# GA-990XA-UD3 v1.x/3.0 UEFI oder nicht??



## Gordon-1979 (23. Januar 2013)

*GA-990XA-UD3 v1.x/3.0 UEFI oder nicht??*​

Dies ist leider mir auch passiert. Denn Gigabyte hat seit 2011 Mainboard mit HybridEFI angeboten (Man hatte auch keine Wahl).
Dabei hatte ich auch öfters mit Gigabyte kommuniziert und nachgefragt ob es UEFI auch bald für das z.B. GA 990XA-UD3 erscheint.
Gigabyte hatte dabei einen immer hingehalten und geschrieben, dass sie es nicht genau wissen und man abwarten soll.

Dies tat ich dann auch bis mich heute Folgendes Überraschte:

Das Gigabyte GA-990XA-UD3 (rev. 1.x) hat nur *HybridEFI *

GIGABYTE - Motherboard - Socket AM3+ - GA-990XA-UD3 (rev. 1.x)


Und hier der Gegensatz, selben Board nur mit UEFI .


Das Gigabyte GA-990XA-UD3 (rev. 3.0) hat nur *UEFI *

GIGABYTE - Motherboard - Socket AM3+ - GA-990XA-UD3 (rev. 3.0)

Selbes PCB, Selbe Ausstattung, und der kleine, große unterschied: es fehlt UEFI und wurde nie geplant das es erscheint.  

Dabei geht es dem Hersteller nur ums Geld und nicht um Kundenzufriedenheit. 

*Daher mein Fazit: Traurig aber war. *


----------



## Westcoast (23. Januar 2013)

*AW: Abzocke von Gigabyte*

also ehrlich gesagt mag ich mein UEFI bios nicht, finde die alten viel besser. hardwaremarkt ist nunmal ein kurzlebiges geschäft.
ein board welches 2011 gekauft wurde mit der Revision I, musst nicht zwingend mit UEFI ausgesattet werden, vielleicht gibt es hierfür gründe.
also ich bin und war mit gigabyte immer zufrieden was die stabilität betrifft. mit ASUS hat ich schlechte erfahrungen. 

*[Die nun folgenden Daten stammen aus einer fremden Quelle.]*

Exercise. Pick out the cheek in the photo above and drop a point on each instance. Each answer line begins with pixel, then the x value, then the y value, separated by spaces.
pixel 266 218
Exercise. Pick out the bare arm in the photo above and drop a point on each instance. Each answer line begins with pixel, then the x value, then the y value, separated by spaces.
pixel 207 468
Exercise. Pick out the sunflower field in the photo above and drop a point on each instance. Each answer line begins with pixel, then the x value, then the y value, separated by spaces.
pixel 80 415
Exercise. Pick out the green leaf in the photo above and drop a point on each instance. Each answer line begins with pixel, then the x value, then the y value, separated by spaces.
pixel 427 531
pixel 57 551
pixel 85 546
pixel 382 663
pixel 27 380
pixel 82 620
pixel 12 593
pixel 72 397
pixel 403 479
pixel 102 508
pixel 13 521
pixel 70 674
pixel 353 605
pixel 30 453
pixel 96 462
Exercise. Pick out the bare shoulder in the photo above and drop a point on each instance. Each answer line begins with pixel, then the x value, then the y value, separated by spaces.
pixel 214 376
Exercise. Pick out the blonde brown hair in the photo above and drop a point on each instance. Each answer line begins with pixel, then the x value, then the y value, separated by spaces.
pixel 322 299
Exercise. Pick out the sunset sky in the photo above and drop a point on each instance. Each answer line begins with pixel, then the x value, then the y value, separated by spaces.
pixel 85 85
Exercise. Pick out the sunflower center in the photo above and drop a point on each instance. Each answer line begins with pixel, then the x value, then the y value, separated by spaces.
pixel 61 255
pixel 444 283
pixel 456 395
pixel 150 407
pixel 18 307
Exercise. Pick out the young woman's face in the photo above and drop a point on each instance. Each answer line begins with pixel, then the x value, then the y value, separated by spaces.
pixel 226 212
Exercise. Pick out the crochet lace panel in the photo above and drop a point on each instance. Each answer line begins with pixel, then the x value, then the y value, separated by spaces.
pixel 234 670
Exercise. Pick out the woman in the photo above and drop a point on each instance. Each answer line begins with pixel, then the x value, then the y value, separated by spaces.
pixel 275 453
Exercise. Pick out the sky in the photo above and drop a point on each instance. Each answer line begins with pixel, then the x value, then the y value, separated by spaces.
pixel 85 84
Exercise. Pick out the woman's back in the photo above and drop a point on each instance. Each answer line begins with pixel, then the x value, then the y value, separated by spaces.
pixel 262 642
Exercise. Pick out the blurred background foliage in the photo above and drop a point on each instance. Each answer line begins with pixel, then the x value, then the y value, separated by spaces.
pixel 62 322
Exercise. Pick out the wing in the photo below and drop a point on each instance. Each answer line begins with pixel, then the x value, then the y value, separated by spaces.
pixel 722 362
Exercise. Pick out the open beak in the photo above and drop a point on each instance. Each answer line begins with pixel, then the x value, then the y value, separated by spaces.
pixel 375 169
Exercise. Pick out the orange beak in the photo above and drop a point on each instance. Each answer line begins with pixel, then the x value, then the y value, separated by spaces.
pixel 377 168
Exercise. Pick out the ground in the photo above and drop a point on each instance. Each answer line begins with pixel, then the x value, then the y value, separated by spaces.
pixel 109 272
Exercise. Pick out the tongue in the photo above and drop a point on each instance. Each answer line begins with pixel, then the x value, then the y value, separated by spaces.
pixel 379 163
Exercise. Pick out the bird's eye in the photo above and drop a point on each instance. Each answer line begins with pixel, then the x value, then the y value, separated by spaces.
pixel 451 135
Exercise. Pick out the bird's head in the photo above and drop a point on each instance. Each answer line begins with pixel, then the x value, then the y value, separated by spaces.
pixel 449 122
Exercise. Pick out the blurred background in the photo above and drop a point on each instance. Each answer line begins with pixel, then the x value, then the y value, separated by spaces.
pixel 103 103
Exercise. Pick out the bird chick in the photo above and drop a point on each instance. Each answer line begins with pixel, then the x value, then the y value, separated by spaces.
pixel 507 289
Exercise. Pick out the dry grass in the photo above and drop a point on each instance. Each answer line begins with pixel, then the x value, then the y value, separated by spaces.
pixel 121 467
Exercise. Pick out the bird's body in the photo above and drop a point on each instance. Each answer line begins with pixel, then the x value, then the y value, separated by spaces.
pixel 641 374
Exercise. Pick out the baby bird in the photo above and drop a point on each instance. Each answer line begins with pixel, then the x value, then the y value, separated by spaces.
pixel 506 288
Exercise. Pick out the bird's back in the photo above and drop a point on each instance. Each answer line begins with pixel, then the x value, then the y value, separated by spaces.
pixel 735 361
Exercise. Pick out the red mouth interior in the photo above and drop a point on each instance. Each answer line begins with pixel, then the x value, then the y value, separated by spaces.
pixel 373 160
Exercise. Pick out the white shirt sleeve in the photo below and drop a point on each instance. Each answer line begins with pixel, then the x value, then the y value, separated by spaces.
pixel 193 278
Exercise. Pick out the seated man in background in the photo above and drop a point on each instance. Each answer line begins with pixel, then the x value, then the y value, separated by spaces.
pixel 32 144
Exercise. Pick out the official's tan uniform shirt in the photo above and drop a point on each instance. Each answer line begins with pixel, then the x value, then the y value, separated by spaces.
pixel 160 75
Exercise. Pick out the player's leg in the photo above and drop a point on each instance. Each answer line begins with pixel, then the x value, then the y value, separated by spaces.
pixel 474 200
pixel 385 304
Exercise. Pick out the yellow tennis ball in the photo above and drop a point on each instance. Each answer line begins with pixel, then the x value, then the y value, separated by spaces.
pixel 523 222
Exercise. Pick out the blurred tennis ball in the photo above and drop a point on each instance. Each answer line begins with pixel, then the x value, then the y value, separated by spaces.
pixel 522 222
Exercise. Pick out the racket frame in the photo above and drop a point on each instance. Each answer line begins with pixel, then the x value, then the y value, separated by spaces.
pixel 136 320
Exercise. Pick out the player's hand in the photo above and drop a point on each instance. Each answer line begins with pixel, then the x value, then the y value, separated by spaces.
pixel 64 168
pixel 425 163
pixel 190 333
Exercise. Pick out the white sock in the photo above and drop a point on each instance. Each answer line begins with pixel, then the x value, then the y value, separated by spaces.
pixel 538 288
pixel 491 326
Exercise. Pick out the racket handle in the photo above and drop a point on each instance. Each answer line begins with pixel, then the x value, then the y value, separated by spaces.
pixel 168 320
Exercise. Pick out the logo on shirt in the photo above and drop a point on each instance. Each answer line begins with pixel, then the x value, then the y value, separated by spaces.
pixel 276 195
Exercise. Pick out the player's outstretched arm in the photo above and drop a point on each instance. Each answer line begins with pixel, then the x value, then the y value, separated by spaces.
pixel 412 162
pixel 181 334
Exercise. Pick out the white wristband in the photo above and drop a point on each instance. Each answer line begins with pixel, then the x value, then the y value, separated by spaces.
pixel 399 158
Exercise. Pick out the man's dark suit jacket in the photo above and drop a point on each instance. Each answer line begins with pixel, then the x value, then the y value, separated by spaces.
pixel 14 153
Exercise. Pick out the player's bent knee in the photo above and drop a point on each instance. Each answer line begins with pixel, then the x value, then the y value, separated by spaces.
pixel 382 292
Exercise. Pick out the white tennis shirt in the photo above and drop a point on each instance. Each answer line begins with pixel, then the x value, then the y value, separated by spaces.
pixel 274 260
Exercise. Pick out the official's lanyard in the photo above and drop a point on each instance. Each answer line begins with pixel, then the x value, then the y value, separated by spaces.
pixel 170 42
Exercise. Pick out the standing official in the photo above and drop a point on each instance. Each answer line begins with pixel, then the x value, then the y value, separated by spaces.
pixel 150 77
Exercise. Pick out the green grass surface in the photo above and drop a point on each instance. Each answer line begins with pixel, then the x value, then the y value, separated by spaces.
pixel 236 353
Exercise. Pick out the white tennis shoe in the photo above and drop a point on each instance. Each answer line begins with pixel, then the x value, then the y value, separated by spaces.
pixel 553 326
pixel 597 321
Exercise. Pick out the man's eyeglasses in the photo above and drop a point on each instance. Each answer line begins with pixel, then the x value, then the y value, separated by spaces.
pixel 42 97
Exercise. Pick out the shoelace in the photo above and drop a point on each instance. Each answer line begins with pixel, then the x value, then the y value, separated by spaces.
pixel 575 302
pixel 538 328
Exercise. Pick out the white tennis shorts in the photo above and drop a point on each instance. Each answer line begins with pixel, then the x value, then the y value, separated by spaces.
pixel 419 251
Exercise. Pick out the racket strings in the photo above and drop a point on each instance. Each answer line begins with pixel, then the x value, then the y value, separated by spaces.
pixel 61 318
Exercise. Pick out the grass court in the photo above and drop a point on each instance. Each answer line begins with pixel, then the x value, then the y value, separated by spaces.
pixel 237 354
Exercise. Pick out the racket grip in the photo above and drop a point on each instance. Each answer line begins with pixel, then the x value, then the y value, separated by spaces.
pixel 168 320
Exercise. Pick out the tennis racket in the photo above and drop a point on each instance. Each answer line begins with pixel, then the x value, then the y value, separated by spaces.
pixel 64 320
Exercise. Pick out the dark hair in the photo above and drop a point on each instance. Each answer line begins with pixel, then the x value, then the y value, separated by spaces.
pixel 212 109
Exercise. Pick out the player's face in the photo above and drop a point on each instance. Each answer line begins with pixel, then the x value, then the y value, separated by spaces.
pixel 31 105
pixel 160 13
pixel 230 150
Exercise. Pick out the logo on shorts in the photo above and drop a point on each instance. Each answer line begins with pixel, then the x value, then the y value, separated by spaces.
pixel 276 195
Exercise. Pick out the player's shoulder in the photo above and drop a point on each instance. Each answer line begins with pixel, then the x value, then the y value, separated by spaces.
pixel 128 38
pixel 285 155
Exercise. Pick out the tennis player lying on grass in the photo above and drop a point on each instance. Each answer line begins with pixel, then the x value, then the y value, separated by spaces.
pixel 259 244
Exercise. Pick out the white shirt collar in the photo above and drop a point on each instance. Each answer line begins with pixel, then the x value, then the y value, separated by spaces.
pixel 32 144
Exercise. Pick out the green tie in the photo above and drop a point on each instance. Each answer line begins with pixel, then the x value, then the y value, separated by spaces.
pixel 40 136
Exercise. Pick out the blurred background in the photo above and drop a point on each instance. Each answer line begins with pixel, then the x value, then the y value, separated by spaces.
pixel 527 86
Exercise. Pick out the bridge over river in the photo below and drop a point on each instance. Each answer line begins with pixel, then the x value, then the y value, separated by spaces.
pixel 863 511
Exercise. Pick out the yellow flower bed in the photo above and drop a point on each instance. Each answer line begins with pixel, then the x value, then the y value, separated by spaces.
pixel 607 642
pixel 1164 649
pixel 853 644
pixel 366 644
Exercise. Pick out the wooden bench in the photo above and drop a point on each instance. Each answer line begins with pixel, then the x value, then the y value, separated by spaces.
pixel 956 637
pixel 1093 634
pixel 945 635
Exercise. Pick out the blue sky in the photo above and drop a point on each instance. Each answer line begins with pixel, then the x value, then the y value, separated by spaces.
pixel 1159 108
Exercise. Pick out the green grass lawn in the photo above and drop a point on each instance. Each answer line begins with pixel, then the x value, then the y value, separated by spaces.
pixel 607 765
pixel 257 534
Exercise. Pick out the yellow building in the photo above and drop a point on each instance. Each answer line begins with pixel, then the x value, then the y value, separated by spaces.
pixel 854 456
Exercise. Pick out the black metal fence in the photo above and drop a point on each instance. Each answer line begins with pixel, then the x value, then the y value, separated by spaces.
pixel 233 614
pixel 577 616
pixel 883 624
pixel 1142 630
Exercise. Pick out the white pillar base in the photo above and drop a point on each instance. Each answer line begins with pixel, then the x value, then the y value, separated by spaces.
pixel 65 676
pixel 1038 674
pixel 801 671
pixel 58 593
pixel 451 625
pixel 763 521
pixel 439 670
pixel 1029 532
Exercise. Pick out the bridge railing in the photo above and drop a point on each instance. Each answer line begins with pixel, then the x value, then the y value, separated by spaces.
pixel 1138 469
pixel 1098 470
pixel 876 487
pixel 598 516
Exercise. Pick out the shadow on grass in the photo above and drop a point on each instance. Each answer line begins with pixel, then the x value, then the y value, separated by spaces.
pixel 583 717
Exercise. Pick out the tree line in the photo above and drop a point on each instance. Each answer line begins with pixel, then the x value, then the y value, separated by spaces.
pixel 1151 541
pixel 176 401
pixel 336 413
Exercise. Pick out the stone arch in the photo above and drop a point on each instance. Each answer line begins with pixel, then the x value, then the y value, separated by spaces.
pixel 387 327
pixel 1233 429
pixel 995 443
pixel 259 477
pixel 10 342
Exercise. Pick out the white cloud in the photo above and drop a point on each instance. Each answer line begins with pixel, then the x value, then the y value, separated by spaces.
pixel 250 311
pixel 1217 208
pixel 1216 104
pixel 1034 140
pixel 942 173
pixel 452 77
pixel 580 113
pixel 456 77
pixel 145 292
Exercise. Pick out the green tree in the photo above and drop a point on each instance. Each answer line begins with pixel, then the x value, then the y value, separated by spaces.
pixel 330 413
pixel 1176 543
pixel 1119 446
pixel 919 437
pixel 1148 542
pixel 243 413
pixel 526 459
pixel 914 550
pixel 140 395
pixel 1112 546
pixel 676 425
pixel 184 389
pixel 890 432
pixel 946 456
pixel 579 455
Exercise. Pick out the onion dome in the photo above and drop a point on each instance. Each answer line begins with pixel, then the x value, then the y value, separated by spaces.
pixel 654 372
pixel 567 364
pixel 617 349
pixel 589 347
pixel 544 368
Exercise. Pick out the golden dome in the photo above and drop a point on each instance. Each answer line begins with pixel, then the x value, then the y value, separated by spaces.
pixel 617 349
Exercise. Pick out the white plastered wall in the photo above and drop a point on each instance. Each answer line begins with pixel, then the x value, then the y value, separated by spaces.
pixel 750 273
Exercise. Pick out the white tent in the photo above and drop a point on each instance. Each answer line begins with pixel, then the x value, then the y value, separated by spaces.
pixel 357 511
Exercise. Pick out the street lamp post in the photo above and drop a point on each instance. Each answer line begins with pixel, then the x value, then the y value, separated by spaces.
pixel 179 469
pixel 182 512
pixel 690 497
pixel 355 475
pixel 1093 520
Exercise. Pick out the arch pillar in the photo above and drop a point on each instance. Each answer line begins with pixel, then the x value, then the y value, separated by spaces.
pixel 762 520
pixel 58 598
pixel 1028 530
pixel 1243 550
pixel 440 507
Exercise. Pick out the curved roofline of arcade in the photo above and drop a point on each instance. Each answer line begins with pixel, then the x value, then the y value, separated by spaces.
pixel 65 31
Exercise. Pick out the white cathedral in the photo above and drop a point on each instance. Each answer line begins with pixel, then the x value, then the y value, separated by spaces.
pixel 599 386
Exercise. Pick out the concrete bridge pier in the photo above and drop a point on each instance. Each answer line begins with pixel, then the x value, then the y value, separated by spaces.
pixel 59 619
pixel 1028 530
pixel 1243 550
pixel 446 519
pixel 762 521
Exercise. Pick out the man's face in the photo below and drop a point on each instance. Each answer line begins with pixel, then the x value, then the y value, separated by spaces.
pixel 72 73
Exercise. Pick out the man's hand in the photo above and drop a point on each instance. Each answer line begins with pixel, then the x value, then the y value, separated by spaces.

wenn das board sonst rennt, ist doch alles in ordnung.


----------



## Gordon-1979 (23. Januar 2013)

*AW: Abzocke von Gigabyte*

Ich finde es aber nicht in Ordnung so zu kommen, und extra Geld (neues Board) für UEFI.

Im forum habe ich mic bei Gigabyte beschwert und nun wurde ich gebannt. Finde das traurig und Kunden unfreundlich.


----------



## Westcoast (23. Januar 2013)

*AW: Abzocke von Gigabyte*

irgendwie verstehe ich dich. aber die hersteller denken nach eigenen interessen. kostenminimierung und gewinnmaximierung.
überall werden leute entlassen im hardwarebereich und softwarebereich die dann fehlen. 

die können alle nach eigenem interesse handeln: Nvidia, AMD, ASUS, MSI, Gigabyte und wie sie alle heissen.


----------



## Dr Bakterius (23. Januar 2013)

*AW: Abzocke von Gigabyte*

Wieso Marketingmüll? Es sind ja nur ein paar Funktionen eingebettet worden die es ansonsten nur beim neuen Board geben würde, und was ist daran schlimm das es kein Klicki - Bunti ist. Ich kann damit leben und über Geizhals gibt es keine 2 Modelle mit unterschiedlichem Preis. Ich bin seitJahren treuer Kund eund habe es zu keiner Zeit bereut


----------



## Gordon-1979 (23. Januar 2013)

*AW: Abzocke von Gigabyte*

Ich war vorher MSI Kunde und hatte solch ein Mist nie. Bios oder Beta-Bios kam man ohne Problem ran, bei GB musste man betteln.
Dann haben alle aus der Chipsatz Serie gute Updates bekommen. Konnte mich immer beschweren und hab nich ein Bann erhalten.
So was finde ich unter aller Sau.


----------



## Westcoast (23. Januar 2013)

*AW: Abzocke von Gigabyte*

also man sollte einen Kunden der eine kritik äußern möchte, nicht gleich bannen und mundtot machen. denke dies ist der falsche weg.


----------



## Dr Bakterius (23. Januar 2013)

*AW: Abzocke von Gigabyte*

Sicherlich darf man sich kritisch äußern, nur das wie ist meist ein entscheidender Punkt. Es gibt doch hier auch einen Support von Gigabyte die können das sicherlich auch sagen was es mit dem Board auf sich hat. Meist läßt man sich bei älteren Modellen länger Zeit ode rüberspringt die weil was neues an den Start kommt, was da ja ev. wohl doch nicht gekommen ist.


----------



## the.hai (23. Januar 2013)

*AW: Abzocke von Gigabyte*

Wo gibt es denn jetzt Preisunterschiede? das eine ist die neue/aktuelle Version mit UEFI. Was ist da verkeht und Verarsche?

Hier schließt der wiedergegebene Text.